Thank Goodness for Tax Court – Oil & Gas Remote Work Site

There is a misconception out there that the CRA is always right and that they only go after people that are dishonest in filing their taxes.  Well if you read the Tax Court of Canada Case reproduced below you will see that the CRA again is taking unreasonable positions on situations that should be painfully obvious.  Again the sheer stupidity is amazing.  This went through a team leader, Notice of Objection, Notice of Appeal, and then a Justice Lawyer.  Even with all this review it still went to Court.  I am happy to report that the Court ruled in favor of the taxpayer, but it should never have gone to Court.  This should have been settled without all the hassle by the CRA at the objection / appeal stage.

 

Document Excerpt:

Spanner v.

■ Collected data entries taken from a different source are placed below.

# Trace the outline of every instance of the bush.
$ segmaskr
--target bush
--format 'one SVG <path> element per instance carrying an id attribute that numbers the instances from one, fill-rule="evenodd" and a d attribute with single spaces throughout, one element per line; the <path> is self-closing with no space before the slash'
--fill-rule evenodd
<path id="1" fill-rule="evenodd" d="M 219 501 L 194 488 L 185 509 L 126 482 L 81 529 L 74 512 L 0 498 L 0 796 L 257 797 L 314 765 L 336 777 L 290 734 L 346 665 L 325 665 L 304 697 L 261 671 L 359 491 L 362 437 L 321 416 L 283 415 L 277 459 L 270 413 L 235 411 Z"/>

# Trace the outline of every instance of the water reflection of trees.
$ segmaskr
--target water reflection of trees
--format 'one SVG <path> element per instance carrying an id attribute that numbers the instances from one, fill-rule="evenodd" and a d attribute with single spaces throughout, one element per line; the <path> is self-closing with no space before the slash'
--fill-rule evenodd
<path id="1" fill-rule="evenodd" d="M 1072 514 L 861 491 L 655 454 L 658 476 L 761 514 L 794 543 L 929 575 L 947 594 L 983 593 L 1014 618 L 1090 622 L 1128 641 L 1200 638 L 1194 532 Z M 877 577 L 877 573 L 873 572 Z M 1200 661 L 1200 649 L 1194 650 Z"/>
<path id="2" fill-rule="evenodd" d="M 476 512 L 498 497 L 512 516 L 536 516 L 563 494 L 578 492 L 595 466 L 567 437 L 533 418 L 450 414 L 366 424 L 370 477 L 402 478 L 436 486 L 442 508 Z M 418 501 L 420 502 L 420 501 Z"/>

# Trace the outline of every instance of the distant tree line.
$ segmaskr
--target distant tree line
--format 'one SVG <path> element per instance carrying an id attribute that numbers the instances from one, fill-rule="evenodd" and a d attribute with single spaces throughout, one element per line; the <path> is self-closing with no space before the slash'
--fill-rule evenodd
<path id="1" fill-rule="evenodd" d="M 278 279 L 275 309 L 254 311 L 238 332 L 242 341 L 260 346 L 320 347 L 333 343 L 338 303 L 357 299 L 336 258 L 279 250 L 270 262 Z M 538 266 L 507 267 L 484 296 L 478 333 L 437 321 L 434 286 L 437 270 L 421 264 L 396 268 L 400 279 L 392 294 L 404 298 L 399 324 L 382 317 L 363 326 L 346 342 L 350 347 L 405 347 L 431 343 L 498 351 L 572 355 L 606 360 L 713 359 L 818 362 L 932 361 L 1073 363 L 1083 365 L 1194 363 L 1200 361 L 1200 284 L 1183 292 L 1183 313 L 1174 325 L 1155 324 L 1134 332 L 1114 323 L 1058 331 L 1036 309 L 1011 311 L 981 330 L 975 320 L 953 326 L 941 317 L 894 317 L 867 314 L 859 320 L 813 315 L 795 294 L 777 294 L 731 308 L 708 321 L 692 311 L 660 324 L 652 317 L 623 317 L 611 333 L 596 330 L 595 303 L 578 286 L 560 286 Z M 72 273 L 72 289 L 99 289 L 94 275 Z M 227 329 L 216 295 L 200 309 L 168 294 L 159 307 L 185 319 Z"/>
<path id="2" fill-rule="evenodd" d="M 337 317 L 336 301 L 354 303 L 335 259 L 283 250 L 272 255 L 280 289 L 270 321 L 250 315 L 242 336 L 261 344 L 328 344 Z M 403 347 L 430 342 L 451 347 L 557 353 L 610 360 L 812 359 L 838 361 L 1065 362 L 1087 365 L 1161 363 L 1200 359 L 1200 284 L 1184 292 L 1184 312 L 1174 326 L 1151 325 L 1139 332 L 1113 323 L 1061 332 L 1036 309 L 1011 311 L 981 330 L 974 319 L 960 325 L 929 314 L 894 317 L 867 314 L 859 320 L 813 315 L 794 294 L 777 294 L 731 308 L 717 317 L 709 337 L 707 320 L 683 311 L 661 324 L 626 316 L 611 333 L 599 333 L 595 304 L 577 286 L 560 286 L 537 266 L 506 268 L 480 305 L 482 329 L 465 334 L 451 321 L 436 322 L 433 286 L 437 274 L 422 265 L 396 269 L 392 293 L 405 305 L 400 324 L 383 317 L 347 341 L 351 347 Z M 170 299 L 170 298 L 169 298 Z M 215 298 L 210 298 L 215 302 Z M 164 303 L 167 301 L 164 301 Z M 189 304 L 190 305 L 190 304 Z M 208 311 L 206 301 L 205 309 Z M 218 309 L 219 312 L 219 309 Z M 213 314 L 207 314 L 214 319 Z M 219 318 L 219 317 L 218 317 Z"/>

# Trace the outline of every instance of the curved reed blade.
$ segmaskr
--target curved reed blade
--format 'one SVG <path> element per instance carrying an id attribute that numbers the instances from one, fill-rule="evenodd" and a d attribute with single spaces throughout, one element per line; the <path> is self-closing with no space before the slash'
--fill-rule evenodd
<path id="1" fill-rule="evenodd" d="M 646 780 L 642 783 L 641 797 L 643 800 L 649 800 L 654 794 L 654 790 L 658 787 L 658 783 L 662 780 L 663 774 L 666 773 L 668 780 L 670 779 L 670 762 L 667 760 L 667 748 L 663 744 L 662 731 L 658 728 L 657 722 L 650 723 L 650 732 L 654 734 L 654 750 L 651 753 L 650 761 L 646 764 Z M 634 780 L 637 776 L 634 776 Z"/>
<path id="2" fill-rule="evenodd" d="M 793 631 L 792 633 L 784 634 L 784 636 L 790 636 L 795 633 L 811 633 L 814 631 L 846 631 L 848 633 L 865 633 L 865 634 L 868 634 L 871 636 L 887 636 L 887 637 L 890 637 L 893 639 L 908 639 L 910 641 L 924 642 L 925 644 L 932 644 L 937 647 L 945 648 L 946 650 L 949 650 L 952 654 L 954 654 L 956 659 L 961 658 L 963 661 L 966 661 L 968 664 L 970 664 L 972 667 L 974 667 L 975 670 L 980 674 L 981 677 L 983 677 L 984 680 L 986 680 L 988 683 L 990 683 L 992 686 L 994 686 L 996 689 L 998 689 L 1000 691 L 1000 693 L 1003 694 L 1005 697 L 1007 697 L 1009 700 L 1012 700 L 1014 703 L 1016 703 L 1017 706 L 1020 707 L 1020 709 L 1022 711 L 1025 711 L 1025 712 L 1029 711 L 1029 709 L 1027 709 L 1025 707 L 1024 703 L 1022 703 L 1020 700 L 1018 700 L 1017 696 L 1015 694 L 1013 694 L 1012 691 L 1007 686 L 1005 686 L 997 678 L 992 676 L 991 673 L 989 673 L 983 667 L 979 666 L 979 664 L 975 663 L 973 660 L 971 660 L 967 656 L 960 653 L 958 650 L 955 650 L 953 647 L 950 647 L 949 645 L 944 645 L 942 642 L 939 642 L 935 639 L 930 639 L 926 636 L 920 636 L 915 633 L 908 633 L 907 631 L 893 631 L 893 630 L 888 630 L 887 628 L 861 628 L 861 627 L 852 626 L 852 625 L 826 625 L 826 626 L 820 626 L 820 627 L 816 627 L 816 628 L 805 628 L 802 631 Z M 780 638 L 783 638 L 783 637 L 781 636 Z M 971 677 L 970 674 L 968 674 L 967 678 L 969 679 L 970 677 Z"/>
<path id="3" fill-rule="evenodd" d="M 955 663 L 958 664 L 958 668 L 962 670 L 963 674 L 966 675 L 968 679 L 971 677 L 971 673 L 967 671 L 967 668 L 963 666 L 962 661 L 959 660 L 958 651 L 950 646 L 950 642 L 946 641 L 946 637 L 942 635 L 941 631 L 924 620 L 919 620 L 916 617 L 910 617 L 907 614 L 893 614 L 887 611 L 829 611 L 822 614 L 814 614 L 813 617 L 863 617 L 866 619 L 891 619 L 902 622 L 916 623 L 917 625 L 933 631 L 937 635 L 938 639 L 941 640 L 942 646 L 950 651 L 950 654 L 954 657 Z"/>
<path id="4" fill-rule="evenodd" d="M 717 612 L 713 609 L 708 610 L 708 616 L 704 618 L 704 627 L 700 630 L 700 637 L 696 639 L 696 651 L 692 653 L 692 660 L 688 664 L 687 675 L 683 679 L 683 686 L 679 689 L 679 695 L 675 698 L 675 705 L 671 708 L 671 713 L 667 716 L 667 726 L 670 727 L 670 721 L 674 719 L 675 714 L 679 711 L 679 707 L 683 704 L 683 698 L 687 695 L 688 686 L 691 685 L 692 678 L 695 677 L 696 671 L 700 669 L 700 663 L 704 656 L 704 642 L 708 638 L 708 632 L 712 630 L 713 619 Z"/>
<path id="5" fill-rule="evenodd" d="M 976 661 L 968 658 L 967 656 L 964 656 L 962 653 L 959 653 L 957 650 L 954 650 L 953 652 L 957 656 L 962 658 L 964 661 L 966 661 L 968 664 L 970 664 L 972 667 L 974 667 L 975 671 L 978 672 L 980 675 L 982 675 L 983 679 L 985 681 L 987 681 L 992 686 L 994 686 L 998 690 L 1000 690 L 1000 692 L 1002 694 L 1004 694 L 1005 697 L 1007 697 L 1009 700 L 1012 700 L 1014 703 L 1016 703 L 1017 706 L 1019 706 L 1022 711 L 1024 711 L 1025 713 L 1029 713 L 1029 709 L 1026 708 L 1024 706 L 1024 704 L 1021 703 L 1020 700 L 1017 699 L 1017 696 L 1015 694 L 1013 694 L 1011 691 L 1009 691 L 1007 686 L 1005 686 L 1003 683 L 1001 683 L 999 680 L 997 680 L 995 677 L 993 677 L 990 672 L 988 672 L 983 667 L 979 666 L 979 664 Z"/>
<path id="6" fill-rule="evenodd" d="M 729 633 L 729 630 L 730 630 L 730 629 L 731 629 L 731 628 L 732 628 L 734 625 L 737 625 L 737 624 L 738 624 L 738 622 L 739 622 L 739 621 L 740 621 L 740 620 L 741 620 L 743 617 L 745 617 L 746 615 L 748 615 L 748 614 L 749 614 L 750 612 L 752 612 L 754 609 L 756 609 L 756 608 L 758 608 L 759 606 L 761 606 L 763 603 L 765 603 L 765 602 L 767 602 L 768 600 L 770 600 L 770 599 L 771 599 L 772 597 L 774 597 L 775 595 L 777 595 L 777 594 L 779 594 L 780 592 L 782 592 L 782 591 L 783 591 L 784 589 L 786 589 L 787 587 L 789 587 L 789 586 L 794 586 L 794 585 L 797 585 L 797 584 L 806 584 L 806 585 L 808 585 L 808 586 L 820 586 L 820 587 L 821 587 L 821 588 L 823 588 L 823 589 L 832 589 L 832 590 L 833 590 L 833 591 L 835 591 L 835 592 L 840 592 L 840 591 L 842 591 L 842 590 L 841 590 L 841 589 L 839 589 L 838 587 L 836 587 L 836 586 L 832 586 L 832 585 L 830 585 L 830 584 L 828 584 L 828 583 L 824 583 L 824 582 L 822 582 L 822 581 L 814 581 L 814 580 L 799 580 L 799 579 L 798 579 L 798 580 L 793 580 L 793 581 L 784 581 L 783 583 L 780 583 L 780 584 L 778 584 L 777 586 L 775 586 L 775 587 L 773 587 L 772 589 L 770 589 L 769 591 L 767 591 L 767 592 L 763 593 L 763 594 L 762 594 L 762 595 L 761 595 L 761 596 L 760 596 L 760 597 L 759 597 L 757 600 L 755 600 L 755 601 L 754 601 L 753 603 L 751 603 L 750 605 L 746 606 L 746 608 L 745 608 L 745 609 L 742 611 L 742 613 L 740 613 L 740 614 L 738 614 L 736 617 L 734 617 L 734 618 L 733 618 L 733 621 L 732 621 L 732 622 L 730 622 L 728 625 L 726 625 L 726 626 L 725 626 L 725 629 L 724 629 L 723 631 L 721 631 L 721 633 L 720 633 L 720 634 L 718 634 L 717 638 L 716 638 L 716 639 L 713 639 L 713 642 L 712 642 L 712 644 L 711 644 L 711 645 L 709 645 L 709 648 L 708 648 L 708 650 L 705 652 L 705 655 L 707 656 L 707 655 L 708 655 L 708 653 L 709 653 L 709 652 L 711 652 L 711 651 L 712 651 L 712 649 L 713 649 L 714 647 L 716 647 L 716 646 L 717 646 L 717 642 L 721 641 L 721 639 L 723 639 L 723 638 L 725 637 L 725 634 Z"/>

The Queen. Tax Court of Canada (Informal Procedure), February 4, 2013. Neutral Cite: 2013 TCC 40. Court File No.: 2012-2239(IT)I. Graham, J. Employee Benefit – Employment at Special Work Site – Taxpayer was hired as a safety coordinator which required her to work at a job site located 45 to 90 minutes from Fort McMurray, Alberta. She lived in Fort McMurray during when she was working and in Kelowna, BC on her days off. Employer provided taxpayer with a $25,200 living allowance and she paid $2,000 per month for a rental unit in Fort McMurray. While living in her home in Kelowna, BC, the taxpayer lived with another family where she was not required to pay rent but provided household chores in lieu. Taxpayer had strong ties to BC including her phone number, mailing address, location of her doctor/dentist, driver’s license, and filed her returns based on BC residence. Taxpayer argued that pursuant to ss. 6(6) of the ITA she maintained a “self-contained domestic establishment” as her principal place of residence was in BC. Minister reassessed the taxpayer to include the allowance and argued that the Kelowna home was not a self-contained domestic establishment as she did not “as a general rule” sleep and eat there since she was in Fort McMurray 20 out of 28 nights. TCC concluded that: (a) the Kelowna home was a self-contained domestic establishment; (b) the Kelowna home was taxpayer’s principal place of residence (c) the term “maintain” in ss. 6(6) means “preserve for use” or “keep available” and there is no indication that taxpayer was required to pay for the Kelowna home to maintain it for purposes of s. 6(6) and;(d) if the Minister’s position was adopted, it would run afoul of the intent of ss. 6(6), which is to provide relief to those required to live away from their home at special or remote sites for employment. Appeal allowed with costs. I.T.A. s. 6(1), (6).